I’m sure many of you will guess my reasoning for using Mexican Coke. As modern beverage aficionados and literally every hipster knows, the Mexican Coca-Cola formula uses cane sugar and not the hated high-fructose corn syrup which came around in the 1970s. I wonder if I could tell the difference between US and South of the Border Coca-Cola in a blind taste test but I admit using Coke from Mexico feels better.

Old Harper, if it ever existed, is long gone and has left no trace on the Internet though it did get namechecked/homaged by Homer Simpson. I.W. Harper, which may or may not be related, remains but is not that easy to find and probably a lot better than the stuff that made poor Terry so ill. I did find a brand called Old Crow but, in all good conscience, I can only recommend it to purists who want to somehow replicate what the drink might have tasted like in ‘62. It’s okay on its own but I found that it lends a medicinal taste to Debbie and Toad’s Fizz.
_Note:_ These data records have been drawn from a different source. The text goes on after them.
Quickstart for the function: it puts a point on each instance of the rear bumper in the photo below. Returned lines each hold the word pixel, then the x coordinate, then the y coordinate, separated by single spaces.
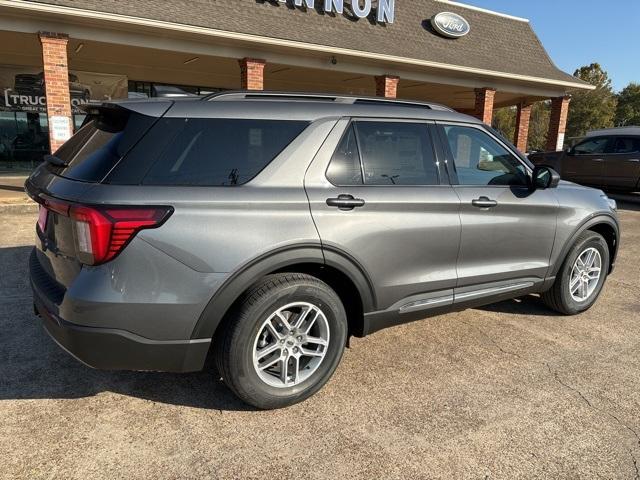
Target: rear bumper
pixel 110 349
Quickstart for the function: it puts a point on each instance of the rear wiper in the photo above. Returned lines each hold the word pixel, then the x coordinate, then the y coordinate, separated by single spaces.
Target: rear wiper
pixel 53 160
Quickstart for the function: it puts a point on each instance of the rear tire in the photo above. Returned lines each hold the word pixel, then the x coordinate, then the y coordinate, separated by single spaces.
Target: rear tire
pixel 576 288
pixel 282 341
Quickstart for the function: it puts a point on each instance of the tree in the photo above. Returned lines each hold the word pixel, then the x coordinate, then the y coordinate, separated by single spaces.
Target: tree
pixel 591 109
pixel 628 109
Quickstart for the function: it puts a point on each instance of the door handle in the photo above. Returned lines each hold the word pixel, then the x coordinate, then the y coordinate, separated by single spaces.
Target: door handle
pixel 484 202
pixel 345 202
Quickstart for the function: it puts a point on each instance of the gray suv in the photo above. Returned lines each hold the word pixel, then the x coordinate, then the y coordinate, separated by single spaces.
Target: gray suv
pixel 265 229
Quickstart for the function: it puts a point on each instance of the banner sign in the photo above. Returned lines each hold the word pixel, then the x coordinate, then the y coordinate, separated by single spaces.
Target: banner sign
pixel 382 10
pixel 23 88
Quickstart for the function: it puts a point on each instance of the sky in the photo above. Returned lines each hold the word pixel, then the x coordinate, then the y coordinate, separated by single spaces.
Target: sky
pixel 580 32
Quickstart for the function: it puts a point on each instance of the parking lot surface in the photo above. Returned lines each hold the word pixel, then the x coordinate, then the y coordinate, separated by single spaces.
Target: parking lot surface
pixel 510 390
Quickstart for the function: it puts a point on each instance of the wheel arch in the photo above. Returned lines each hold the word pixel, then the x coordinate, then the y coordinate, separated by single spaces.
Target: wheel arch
pixel 336 268
pixel 603 224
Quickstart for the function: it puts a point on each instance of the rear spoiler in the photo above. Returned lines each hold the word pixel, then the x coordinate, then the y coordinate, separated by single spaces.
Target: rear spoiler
pixel 150 108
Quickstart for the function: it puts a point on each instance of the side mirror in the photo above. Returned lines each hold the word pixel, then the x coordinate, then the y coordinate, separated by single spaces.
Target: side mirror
pixel 545 177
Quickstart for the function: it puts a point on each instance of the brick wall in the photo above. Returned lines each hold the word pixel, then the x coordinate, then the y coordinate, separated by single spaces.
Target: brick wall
pixel 252 73
pixel 558 123
pixel 484 104
pixel 523 118
pixel 56 78
pixel 387 86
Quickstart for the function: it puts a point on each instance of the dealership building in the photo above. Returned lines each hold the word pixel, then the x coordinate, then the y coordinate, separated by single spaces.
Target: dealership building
pixel 56 55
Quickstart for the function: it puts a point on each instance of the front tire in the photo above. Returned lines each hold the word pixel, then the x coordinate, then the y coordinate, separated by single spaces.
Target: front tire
pixel 282 341
pixel 581 277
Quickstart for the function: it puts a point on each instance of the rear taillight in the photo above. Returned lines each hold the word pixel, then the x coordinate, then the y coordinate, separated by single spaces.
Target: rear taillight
pixel 101 233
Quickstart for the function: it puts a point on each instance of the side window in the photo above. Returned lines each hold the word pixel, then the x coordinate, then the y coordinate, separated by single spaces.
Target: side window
pixel 626 145
pixel 396 153
pixel 480 160
pixel 590 146
pixel 344 168
pixel 216 152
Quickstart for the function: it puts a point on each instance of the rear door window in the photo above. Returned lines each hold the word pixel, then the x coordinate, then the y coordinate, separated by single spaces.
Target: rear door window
pixel 344 168
pixel 591 146
pixel 217 152
pixel 396 153
pixel 478 159
pixel 625 145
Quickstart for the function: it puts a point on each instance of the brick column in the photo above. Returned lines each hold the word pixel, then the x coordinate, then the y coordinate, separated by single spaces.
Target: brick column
pixel 387 86
pixel 56 83
pixel 558 122
pixel 484 104
pixel 252 73
pixel 523 117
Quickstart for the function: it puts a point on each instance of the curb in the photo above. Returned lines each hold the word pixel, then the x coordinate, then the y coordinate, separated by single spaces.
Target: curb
pixel 18 208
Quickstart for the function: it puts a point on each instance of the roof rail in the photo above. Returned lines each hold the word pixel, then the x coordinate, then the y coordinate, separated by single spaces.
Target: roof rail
pixel 320 97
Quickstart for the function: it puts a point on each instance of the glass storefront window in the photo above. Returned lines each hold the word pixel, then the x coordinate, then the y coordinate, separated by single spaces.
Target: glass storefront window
pixel 24 139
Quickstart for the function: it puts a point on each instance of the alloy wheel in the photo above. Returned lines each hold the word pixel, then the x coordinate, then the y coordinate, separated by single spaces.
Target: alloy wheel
pixel 291 344
pixel 585 274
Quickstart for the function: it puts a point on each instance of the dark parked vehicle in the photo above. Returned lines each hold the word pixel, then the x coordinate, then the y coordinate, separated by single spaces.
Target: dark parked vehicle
pixel 608 159
pixel 266 228
pixel 33 85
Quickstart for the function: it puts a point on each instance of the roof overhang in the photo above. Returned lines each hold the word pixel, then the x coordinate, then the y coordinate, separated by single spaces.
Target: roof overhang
pixel 124 22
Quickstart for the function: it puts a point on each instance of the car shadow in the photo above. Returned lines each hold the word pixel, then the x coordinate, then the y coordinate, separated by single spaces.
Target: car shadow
pixel 32 366
pixel 527 305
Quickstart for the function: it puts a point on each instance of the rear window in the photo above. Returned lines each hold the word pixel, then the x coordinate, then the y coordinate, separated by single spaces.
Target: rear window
pixel 98 146
pixel 207 152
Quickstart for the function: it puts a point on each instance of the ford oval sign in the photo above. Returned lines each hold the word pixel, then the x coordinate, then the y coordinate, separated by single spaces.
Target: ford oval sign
pixel 450 25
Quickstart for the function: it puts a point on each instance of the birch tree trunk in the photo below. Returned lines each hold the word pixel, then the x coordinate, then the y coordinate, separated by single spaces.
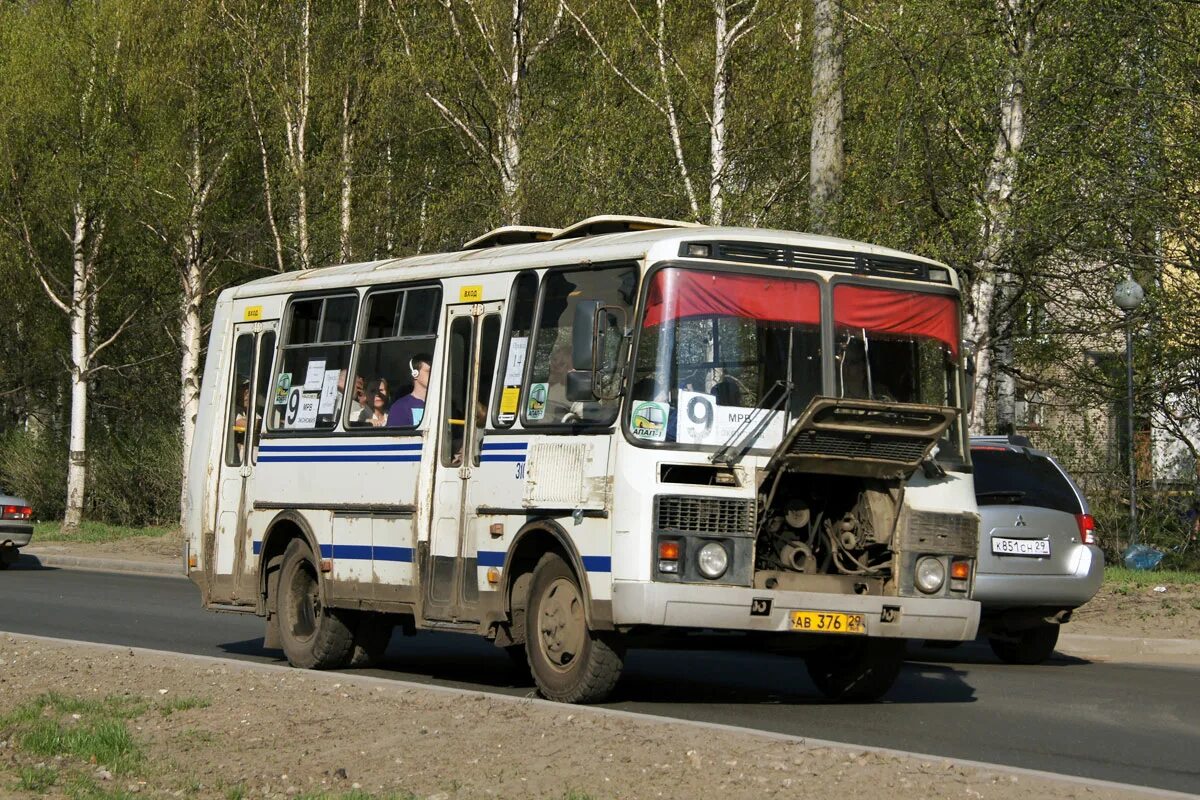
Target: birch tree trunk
pixel 349 122
pixel 717 130
pixel 826 158
pixel 78 317
pixel 989 269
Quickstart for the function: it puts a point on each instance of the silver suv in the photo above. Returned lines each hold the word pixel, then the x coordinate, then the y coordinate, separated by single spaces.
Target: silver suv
pixel 16 528
pixel 1038 557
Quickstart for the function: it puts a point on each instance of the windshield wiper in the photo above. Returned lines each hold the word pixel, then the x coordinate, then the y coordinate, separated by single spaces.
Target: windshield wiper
pixel 760 423
pixel 1001 495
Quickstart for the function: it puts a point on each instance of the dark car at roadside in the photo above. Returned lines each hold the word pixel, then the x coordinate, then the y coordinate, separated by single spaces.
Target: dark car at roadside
pixel 16 528
pixel 1038 555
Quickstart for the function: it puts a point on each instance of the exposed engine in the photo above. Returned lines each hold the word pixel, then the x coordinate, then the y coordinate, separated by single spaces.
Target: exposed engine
pixel 819 524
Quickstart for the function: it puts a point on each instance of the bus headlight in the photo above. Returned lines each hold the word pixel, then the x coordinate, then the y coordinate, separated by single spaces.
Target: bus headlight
pixel 930 575
pixel 713 560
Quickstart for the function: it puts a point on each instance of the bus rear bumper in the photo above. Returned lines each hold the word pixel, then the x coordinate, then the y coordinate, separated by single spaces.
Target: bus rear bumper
pixel 756 609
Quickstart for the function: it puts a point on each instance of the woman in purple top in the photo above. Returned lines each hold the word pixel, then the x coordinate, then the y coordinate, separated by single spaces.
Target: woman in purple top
pixel 408 410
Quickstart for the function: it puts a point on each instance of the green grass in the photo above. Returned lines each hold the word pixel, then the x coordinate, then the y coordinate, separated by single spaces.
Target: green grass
pixel 1120 576
pixel 36 779
pixel 94 533
pixel 89 731
pixel 183 704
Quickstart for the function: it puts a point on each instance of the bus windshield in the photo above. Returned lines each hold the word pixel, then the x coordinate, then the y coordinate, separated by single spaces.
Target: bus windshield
pixel 718 352
pixel 723 355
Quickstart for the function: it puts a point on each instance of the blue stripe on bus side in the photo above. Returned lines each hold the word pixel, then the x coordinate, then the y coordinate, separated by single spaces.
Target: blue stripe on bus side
pixel 358 552
pixel 591 563
pixel 345 457
pixel 354 447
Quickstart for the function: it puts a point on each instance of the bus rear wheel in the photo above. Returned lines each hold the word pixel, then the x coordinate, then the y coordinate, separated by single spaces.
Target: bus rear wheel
pixel 857 672
pixel 313 637
pixel 569 662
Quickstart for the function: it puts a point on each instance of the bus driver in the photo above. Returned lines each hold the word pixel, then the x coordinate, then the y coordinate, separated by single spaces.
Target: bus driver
pixel 408 410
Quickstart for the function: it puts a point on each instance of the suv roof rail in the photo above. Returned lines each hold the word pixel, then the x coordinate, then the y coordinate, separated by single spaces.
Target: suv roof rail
pixel 1014 439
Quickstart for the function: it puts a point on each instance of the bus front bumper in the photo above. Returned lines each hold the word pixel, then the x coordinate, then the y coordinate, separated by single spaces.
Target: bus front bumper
pixel 742 608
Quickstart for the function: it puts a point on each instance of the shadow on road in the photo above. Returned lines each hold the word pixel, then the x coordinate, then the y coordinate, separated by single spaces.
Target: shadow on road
pixel 660 677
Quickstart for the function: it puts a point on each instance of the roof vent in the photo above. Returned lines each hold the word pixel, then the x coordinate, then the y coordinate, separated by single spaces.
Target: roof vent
pixel 510 235
pixel 618 224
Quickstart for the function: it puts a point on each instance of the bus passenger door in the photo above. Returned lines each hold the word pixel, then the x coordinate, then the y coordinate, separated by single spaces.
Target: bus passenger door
pixel 247 392
pixel 451 587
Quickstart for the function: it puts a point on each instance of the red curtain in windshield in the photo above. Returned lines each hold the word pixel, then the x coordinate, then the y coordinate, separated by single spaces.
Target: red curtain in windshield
pixel 679 294
pixel 886 311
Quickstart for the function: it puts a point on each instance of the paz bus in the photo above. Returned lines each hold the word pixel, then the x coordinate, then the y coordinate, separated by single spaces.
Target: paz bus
pixel 577 440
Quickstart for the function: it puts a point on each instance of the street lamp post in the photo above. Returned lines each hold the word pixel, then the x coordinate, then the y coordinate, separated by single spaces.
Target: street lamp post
pixel 1128 295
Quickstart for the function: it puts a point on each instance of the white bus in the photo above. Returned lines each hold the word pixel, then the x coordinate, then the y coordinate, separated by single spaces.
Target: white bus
pixel 574 440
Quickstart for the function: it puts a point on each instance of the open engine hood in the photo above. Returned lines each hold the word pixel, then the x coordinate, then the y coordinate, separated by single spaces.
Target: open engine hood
pixel 863 438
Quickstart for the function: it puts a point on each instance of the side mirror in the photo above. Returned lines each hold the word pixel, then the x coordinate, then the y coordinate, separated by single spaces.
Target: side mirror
pixel 583 335
pixel 580 386
pixel 598 349
pixel 969 367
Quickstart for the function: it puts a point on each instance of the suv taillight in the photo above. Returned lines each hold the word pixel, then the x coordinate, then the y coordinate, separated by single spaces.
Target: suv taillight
pixel 1086 528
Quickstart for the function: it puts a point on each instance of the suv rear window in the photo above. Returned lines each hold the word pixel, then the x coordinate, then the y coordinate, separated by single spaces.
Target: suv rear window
pixel 1007 476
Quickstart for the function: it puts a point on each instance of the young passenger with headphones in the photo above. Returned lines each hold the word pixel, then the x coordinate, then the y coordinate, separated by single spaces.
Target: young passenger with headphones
pixel 408 410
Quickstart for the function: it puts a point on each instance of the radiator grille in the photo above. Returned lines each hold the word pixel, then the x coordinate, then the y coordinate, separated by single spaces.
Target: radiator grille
pixel 706 516
pixel 859 445
pixel 930 531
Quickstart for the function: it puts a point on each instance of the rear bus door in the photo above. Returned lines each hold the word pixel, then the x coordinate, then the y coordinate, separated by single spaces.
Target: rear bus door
pixel 451 589
pixel 247 390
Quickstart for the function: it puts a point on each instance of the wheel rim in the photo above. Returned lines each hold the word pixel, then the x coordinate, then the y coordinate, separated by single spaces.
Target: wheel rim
pixel 561 624
pixel 305 602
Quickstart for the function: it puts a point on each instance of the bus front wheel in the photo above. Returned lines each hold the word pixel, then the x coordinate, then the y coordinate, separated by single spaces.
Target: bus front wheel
pixel 313 637
pixel 569 662
pixel 857 671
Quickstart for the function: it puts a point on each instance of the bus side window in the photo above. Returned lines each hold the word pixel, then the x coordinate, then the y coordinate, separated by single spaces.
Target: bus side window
pixel 545 401
pixel 313 359
pixel 239 400
pixel 521 307
pixel 399 336
pixel 262 388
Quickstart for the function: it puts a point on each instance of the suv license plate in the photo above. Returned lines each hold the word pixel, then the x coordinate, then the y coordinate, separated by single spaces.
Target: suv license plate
pixel 828 623
pixel 1020 546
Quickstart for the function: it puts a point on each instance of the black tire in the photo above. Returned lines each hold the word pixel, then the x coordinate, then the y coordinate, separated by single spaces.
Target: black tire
pixel 520 661
pixel 372 633
pixel 313 637
pixel 1029 647
pixel 857 672
pixel 569 662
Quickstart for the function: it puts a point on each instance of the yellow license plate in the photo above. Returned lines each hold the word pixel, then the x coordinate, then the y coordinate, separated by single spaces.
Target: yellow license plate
pixel 828 623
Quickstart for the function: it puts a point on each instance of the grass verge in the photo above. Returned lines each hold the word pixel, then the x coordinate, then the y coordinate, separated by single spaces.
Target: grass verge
pixel 94 533
pixel 1120 576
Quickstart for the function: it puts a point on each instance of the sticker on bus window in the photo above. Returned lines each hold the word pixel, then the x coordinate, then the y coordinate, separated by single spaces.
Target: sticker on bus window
pixel 282 386
pixel 301 411
pixel 316 376
pixel 648 421
pixel 537 407
pixel 703 421
pixel 509 401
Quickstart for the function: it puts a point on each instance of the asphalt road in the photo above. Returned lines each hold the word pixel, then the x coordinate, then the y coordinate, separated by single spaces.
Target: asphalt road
pixel 1128 723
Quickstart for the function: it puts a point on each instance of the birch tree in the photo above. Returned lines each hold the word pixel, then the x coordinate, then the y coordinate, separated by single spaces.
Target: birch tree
pixel 826 151
pixel 480 88
pixel 991 281
pixel 58 193
pixel 732 22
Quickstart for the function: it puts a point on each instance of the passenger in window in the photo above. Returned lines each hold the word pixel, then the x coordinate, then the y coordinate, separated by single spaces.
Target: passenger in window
pixel 408 410
pixel 376 410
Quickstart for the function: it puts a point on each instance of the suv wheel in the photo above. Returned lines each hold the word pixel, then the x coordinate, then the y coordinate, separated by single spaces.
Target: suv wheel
pixel 1029 647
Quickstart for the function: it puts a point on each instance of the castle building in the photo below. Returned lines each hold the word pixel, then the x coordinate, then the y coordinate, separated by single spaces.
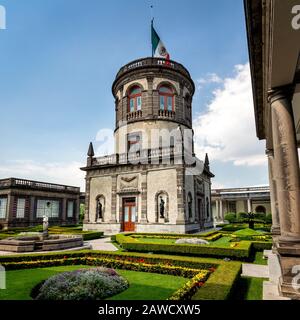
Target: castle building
pixel 153 182
pixel 24 203
pixel 274 46
pixel 237 200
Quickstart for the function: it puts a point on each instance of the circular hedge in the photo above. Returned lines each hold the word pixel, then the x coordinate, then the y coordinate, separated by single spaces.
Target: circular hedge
pixel 83 284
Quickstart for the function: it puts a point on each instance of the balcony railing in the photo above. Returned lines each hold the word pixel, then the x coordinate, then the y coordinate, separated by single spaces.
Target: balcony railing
pixel 142 156
pixel 23 183
pixel 166 114
pixel 134 115
pixel 148 62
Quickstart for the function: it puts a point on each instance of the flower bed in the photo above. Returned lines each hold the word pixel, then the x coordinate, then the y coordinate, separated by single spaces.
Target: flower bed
pixel 83 284
pixel 222 275
pixel 242 251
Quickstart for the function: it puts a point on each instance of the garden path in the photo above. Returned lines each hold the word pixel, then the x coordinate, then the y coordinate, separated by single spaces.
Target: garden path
pixel 255 270
pixel 103 244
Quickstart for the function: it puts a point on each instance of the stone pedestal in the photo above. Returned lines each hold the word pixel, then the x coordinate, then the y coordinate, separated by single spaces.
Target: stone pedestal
pixel 273 194
pixel 286 164
pixel 289 282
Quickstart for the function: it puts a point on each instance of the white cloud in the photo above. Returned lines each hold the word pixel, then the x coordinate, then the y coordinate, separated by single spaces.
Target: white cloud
pixel 208 79
pixel 61 173
pixel 226 131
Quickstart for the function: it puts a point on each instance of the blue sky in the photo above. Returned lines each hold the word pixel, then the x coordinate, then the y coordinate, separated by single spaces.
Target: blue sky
pixel 58 59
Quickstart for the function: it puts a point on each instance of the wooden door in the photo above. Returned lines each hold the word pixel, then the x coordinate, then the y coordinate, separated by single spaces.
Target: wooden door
pixel 129 214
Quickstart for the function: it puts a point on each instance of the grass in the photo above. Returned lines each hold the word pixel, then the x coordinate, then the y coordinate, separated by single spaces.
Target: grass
pixel 223 241
pixel 155 240
pixel 149 286
pixel 143 286
pixel 248 289
pixel 259 258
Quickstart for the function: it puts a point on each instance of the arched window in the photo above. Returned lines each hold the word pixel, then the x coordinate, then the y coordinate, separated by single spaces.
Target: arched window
pixel 260 209
pixel 162 206
pixel 207 208
pixel 166 98
pixel 135 99
pixel 100 208
pixel 190 205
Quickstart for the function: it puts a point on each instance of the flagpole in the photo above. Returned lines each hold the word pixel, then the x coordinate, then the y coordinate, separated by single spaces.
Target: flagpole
pixel 152 20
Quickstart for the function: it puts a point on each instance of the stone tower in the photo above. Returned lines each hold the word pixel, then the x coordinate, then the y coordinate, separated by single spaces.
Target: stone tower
pixel 153 182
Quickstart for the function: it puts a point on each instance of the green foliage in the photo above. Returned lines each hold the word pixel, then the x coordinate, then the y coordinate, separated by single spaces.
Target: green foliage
pixel 269 218
pixel 230 217
pixel 83 284
pixel 241 216
pixel 209 236
pixel 220 284
pixel 239 251
pixel 191 287
pixel 247 233
pixel 81 212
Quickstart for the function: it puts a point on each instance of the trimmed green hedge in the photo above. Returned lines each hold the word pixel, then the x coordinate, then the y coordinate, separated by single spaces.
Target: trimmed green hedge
pixel 240 252
pixel 261 245
pixel 91 235
pixel 220 284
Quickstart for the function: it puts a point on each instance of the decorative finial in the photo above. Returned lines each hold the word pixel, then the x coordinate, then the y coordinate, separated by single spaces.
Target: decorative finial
pixel 206 160
pixel 91 152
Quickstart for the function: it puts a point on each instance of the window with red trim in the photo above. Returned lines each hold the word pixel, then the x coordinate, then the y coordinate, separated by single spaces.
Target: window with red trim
pixel 134 142
pixel 166 98
pixel 135 99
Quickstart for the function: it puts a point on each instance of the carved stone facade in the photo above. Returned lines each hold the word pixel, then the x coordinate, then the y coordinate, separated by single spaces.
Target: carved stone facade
pixel 150 184
pixel 24 203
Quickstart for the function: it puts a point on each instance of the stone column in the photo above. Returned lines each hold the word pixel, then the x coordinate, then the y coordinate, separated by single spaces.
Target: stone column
pixel 180 196
pixel 10 209
pixel 113 215
pixel 249 205
pixel 274 202
pixel 87 200
pixel 64 211
pixel 286 164
pixel 144 198
pixel 32 209
pixel 221 209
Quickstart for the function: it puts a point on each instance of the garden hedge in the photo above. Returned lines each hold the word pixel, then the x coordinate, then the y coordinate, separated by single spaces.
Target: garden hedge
pixel 223 275
pixel 241 252
pixel 220 285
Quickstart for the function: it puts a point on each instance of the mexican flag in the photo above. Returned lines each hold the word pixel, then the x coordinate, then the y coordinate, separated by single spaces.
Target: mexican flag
pixel 158 48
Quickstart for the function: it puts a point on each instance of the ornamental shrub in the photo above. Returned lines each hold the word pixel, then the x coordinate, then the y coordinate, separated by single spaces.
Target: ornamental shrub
pixel 83 284
pixel 269 218
pixel 230 217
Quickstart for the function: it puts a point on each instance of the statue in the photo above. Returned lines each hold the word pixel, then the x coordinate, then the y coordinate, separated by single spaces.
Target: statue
pixel 45 226
pixel 99 214
pixel 162 208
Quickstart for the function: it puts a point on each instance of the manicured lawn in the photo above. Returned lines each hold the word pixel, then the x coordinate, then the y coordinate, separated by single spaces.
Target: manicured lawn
pixel 223 241
pixel 143 286
pixel 249 289
pixel 149 286
pixel 155 240
pixel 259 258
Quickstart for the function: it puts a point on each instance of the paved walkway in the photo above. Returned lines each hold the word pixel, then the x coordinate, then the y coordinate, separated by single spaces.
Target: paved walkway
pixel 255 270
pixel 103 244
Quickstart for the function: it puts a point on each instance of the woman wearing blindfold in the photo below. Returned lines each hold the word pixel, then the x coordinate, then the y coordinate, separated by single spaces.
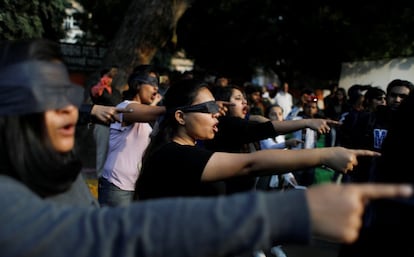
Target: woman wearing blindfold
pixel 38 114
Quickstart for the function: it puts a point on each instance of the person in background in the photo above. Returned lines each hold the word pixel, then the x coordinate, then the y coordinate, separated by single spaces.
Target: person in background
pixel 103 93
pixel 287 180
pixel 373 98
pixel 371 127
pixel 240 132
pixel 309 137
pixel 38 116
pixel 387 223
pixel 127 141
pixel 305 93
pixel 284 98
pixel 328 100
pixel 334 108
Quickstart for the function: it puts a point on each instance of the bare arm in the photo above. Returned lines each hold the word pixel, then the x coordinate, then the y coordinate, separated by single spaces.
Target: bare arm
pixel 336 210
pixel 276 161
pixel 143 112
pixel 320 125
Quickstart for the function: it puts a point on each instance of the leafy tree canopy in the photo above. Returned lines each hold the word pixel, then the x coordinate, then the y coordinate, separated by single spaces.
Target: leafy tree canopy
pixel 21 19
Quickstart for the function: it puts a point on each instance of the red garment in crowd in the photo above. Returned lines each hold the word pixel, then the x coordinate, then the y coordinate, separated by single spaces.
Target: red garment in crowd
pixel 104 83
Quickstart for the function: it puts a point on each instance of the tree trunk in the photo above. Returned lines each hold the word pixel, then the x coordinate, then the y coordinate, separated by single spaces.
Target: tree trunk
pixel 147 26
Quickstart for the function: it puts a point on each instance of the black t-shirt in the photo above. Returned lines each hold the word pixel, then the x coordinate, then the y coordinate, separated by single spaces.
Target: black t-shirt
pixel 175 170
pixel 233 136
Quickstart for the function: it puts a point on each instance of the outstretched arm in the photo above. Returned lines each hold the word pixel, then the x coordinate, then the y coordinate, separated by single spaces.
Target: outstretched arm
pixel 276 161
pixel 320 125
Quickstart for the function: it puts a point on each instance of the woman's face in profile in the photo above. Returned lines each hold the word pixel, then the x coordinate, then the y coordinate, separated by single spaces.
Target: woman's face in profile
pixel 60 127
pixel 240 108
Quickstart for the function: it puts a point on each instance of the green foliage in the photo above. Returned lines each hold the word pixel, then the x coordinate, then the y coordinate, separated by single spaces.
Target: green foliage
pixel 305 41
pixel 20 19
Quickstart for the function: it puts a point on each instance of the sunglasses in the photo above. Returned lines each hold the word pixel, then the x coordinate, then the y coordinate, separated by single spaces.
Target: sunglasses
pixel 395 95
pixel 207 107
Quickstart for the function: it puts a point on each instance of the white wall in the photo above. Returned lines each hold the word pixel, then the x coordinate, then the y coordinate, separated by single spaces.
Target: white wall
pixel 376 73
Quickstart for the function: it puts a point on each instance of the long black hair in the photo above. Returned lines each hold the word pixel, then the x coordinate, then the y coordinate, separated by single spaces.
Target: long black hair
pixel 26 152
pixel 180 93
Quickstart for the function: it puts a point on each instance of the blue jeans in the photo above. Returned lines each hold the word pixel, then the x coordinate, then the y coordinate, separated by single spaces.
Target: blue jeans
pixel 111 195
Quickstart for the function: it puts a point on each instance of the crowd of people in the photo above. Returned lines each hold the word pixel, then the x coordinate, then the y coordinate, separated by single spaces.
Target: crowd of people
pixel 187 184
Bulleit, a quality bourbon you know that’s entirely of our time, however, blended in nicely. If you want, you can’t try the fizz with rye instead of bourbon, except that rye whiskey mostly disappeared from shelves worldwide during the late 1940s and didn’t reappear until the 21st century. On the other hand, Canadian Club is called rye in Canada and it was probably widely available in ’62 Modesto. It’s simple but tasty and its smooth flavors work great in a fizz.